The Tribe, which owns the Hard Rock Casinos in Tampa and Hollywood, faces an Oct. 29 deadline to quit operating table games — blackjack, chemin de fer and baccarat — at five of its seven casinos because a key provision of the 2010 compact that allows the tribe to operate the games in exchange for payments to the state expired at the end of July.

The agreement remains in force until the end of the month but both the compact, and the federal Indian Gaming Regulatory Act, give the Tribe the right to seek court intervention in the face of a dispute with the state.

Despite ongoing talks, the lawsuit alleges the state is not negotiated in good faith because it has demanded modifications to the remaining provisions of the compact “to substantially increase the Tribe’s payments to the State…without a proportionate increase in economic benefit to the Tribe.”

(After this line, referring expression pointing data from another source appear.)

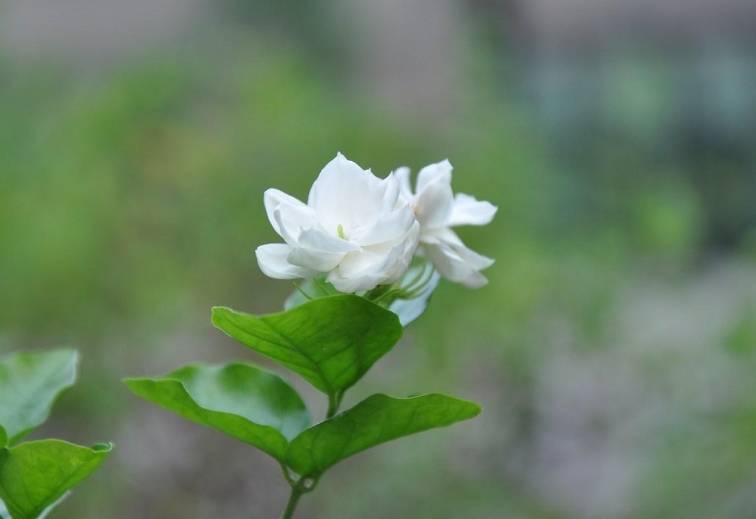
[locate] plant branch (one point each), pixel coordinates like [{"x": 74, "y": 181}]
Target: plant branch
[{"x": 296, "y": 493}]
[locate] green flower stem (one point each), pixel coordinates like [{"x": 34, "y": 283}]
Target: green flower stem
[
  {"x": 334, "y": 402},
  {"x": 296, "y": 493}
]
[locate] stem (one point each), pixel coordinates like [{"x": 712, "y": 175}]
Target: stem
[
  {"x": 334, "y": 401},
  {"x": 296, "y": 493}
]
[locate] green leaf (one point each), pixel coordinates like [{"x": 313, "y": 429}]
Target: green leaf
[
  {"x": 35, "y": 476},
  {"x": 30, "y": 383},
  {"x": 332, "y": 342},
  {"x": 373, "y": 421},
  {"x": 240, "y": 400}
]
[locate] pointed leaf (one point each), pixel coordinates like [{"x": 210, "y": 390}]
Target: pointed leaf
[
  {"x": 34, "y": 476},
  {"x": 373, "y": 421},
  {"x": 240, "y": 400},
  {"x": 30, "y": 383},
  {"x": 332, "y": 342}
]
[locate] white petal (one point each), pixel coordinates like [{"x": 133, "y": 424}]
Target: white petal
[
  {"x": 472, "y": 258},
  {"x": 318, "y": 240},
  {"x": 469, "y": 211},
  {"x": 434, "y": 203},
  {"x": 289, "y": 223},
  {"x": 290, "y": 206},
  {"x": 405, "y": 187},
  {"x": 477, "y": 280},
  {"x": 433, "y": 172},
  {"x": 273, "y": 262},
  {"x": 390, "y": 196},
  {"x": 453, "y": 260},
  {"x": 314, "y": 260},
  {"x": 391, "y": 227},
  {"x": 338, "y": 192}
]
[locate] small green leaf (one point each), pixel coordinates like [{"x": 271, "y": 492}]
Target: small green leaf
[
  {"x": 373, "y": 421},
  {"x": 30, "y": 383},
  {"x": 332, "y": 342},
  {"x": 240, "y": 400},
  {"x": 34, "y": 476},
  {"x": 309, "y": 289}
]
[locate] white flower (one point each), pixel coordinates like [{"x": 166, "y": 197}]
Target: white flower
[
  {"x": 437, "y": 210},
  {"x": 354, "y": 227}
]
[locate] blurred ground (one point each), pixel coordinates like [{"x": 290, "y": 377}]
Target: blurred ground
[{"x": 614, "y": 348}]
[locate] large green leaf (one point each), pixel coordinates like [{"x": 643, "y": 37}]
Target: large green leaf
[
  {"x": 34, "y": 476},
  {"x": 332, "y": 342},
  {"x": 373, "y": 421},
  {"x": 29, "y": 385},
  {"x": 243, "y": 401}
]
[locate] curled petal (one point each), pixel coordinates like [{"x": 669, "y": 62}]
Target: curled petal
[
  {"x": 294, "y": 210},
  {"x": 391, "y": 227},
  {"x": 454, "y": 260},
  {"x": 319, "y": 241},
  {"x": 469, "y": 211},
  {"x": 434, "y": 203},
  {"x": 273, "y": 261},
  {"x": 433, "y": 172},
  {"x": 290, "y": 221},
  {"x": 402, "y": 176},
  {"x": 370, "y": 267}
]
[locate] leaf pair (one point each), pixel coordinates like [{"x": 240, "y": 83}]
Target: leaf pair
[
  {"x": 36, "y": 476},
  {"x": 257, "y": 407}
]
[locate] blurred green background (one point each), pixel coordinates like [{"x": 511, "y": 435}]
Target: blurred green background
[{"x": 614, "y": 349}]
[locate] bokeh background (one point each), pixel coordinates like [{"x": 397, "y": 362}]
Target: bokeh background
[{"x": 614, "y": 350}]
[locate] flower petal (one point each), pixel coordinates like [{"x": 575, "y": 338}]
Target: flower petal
[
  {"x": 433, "y": 172},
  {"x": 320, "y": 241},
  {"x": 453, "y": 260},
  {"x": 370, "y": 267},
  {"x": 468, "y": 210},
  {"x": 390, "y": 227},
  {"x": 295, "y": 211},
  {"x": 402, "y": 176},
  {"x": 434, "y": 203},
  {"x": 338, "y": 191},
  {"x": 314, "y": 260},
  {"x": 273, "y": 262}
]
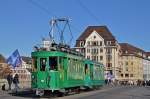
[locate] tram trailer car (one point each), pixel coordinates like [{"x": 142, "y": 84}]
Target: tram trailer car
[{"x": 61, "y": 71}]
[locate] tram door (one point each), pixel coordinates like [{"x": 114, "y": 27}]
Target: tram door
[{"x": 42, "y": 74}]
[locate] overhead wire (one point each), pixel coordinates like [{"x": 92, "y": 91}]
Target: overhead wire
[
  {"x": 88, "y": 11},
  {"x": 52, "y": 14}
]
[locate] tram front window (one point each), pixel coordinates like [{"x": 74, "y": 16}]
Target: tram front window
[
  {"x": 43, "y": 64},
  {"x": 53, "y": 63}
]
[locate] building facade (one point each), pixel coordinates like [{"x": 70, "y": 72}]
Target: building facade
[
  {"x": 146, "y": 66},
  {"x": 131, "y": 61},
  {"x": 97, "y": 43}
]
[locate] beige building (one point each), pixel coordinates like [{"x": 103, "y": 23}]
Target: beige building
[
  {"x": 131, "y": 61},
  {"x": 97, "y": 43}
]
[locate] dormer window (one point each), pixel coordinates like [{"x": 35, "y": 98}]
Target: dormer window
[
  {"x": 108, "y": 42},
  {"x": 81, "y": 43}
]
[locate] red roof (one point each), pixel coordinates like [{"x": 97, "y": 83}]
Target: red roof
[{"x": 103, "y": 31}]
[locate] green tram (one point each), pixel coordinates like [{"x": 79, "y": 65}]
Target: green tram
[{"x": 63, "y": 71}]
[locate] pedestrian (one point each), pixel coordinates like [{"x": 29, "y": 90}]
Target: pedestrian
[
  {"x": 16, "y": 82},
  {"x": 9, "y": 80}
]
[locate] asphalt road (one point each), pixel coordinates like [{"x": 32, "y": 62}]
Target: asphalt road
[{"x": 119, "y": 92}]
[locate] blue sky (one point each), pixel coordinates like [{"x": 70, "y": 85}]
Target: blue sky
[{"x": 23, "y": 23}]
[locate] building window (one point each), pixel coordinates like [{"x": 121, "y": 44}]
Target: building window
[
  {"x": 97, "y": 58},
  {"x": 88, "y": 43},
  {"x": 88, "y": 57},
  {"x": 121, "y": 75},
  {"x": 126, "y": 75},
  {"x": 131, "y": 75},
  {"x": 108, "y": 42},
  {"x": 101, "y": 50},
  {"x": 109, "y": 57},
  {"x": 126, "y": 68},
  {"x": 88, "y": 50},
  {"x": 94, "y": 51},
  {"x": 81, "y": 43},
  {"x": 100, "y": 43},
  {"x": 126, "y": 63},
  {"x": 94, "y": 58},
  {"x": 109, "y": 64},
  {"x": 101, "y": 58},
  {"x": 131, "y": 63},
  {"x": 108, "y": 50}
]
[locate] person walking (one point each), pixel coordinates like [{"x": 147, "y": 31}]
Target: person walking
[
  {"x": 9, "y": 80},
  {"x": 16, "y": 82}
]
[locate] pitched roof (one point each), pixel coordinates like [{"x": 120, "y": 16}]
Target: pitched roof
[
  {"x": 129, "y": 48},
  {"x": 148, "y": 53},
  {"x": 2, "y": 59},
  {"x": 26, "y": 59},
  {"x": 103, "y": 31}
]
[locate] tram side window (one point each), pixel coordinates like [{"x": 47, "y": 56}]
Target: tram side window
[
  {"x": 53, "y": 63},
  {"x": 34, "y": 64},
  {"x": 43, "y": 64}
]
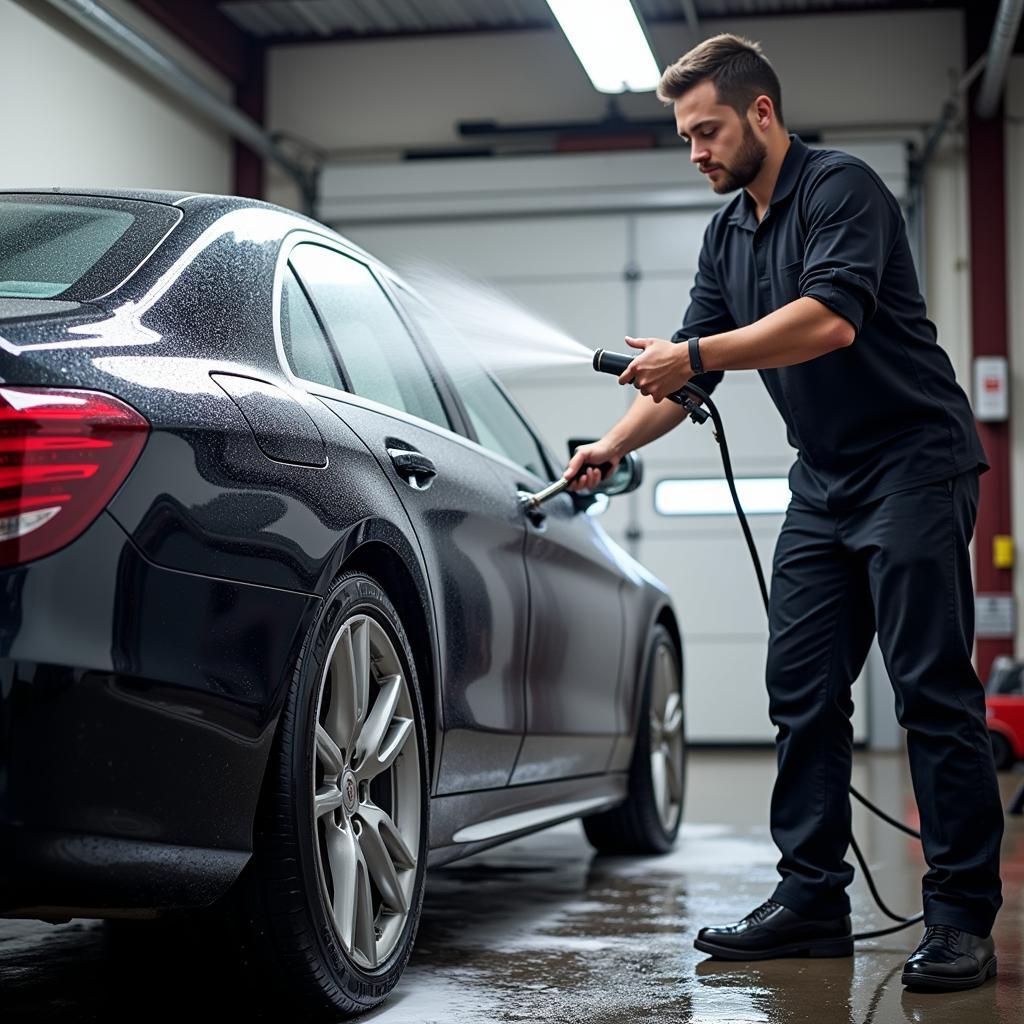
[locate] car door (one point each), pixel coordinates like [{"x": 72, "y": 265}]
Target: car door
[
  {"x": 576, "y": 614},
  {"x": 471, "y": 532}
]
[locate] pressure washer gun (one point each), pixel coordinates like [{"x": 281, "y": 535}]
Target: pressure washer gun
[{"x": 689, "y": 395}]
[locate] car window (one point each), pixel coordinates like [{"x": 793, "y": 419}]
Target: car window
[
  {"x": 76, "y": 247},
  {"x": 378, "y": 356},
  {"x": 496, "y": 422},
  {"x": 306, "y": 347}
]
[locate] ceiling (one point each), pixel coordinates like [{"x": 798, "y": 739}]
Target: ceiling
[{"x": 309, "y": 20}]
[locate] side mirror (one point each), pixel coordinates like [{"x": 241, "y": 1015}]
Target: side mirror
[{"x": 627, "y": 476}]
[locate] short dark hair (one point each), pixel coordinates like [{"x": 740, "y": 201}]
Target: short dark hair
[{"x": 735, "y": 66}]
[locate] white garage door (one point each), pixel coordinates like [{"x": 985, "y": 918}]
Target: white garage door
[{"x": 600, "y": 275}]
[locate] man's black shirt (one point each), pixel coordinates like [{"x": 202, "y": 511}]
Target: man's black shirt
[{"x": 882, "y": 415}]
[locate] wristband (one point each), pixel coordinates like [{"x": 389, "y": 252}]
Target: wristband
[{"x": 693, "y": 345}]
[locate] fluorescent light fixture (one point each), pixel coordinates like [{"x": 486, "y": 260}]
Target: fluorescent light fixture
[
  {"x": 758, "y": 495},
  {"x": 609, "y": 42}
]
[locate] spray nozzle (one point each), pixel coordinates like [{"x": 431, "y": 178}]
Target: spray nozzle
[{"x": 688, "y": 396}]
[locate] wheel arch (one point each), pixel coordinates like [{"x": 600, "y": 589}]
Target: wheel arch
[{"x": 381, "y": 561}]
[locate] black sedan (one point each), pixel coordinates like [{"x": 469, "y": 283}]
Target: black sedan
[{"x": 276, "y": 628}]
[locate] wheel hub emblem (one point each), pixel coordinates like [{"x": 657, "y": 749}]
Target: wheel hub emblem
[{"x": 349, "y": 792}]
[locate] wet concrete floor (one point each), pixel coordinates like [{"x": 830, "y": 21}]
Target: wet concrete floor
[{"x": 542, "y": 930}]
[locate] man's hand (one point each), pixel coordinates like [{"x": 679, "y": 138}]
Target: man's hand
[
  {"x": 662, "y": 369},
  {"x": 590, "y": 456}
]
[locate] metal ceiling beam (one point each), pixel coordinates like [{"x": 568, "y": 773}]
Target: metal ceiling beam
[{"x": 1000, "y": 45}]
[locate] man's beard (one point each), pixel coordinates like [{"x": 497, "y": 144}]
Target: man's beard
[{"x": 749, "y": 161}]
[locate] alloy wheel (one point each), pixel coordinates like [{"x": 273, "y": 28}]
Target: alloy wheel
[
  {"x": 367, "y": 792},
  {"x": 667, "y": 738}
]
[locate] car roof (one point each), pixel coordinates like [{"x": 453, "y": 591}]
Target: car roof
[{"x": 207, "y": 205}]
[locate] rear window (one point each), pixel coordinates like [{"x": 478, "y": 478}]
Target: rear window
[{"x": 75, "y": 247}]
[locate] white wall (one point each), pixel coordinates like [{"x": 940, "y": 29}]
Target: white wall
[
  {"x": 1015, "y": 276},
  {"x": 76, "y": 115}
]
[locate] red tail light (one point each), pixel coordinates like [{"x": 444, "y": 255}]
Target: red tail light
[{"x": 62, "y": 455}]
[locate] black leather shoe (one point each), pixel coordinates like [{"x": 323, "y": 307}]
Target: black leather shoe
[
  {"x": 949, "y": 958},
  {"x": 773, "y": 930}
]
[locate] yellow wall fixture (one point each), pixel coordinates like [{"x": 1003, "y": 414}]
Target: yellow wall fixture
[{"x": 1003, "y": 551}]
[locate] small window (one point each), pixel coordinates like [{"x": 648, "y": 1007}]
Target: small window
[
  {"x": 496, "y": 422},
  {"x": 75, "y": 247},
  {"x": 306, "y": 347},
  {"x": 378, "y": 356},
  {"x": 758, "y": 495}
]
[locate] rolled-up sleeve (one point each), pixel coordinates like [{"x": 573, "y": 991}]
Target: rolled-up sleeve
[
  {"x": 707, "y": 312},
  {"x": 851, "y": 223}
]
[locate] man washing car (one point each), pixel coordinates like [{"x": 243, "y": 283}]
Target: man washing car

The Tribe has argued that the state has breached the compact by allowing look-alike table games, operating off slot-machine software, to be played at competing casinos in South Florida in violation of its exclusive rights. The lawsuit asks the court to order the state to declare the table games legal, and to negotiate in good faith.

The governor’s office declined comment. In June, the Florida Department of Business and Professional Regulation said it disagreed with the Seminoles’ claims and asked the Tribe to provide them with a “timeline for the closure of banked card games at your tribal facilities.” But the Tribe has failed to do so, arguing that regulators are violating the deal by allowing the competing games.

Officials from the tribe met with the governor two weeks ago and returned to Tallahassee last week to continue talks with his staff and key legislators. The Tribe has remained silent about the negotiations but sounded optimistic in its statement on Monday.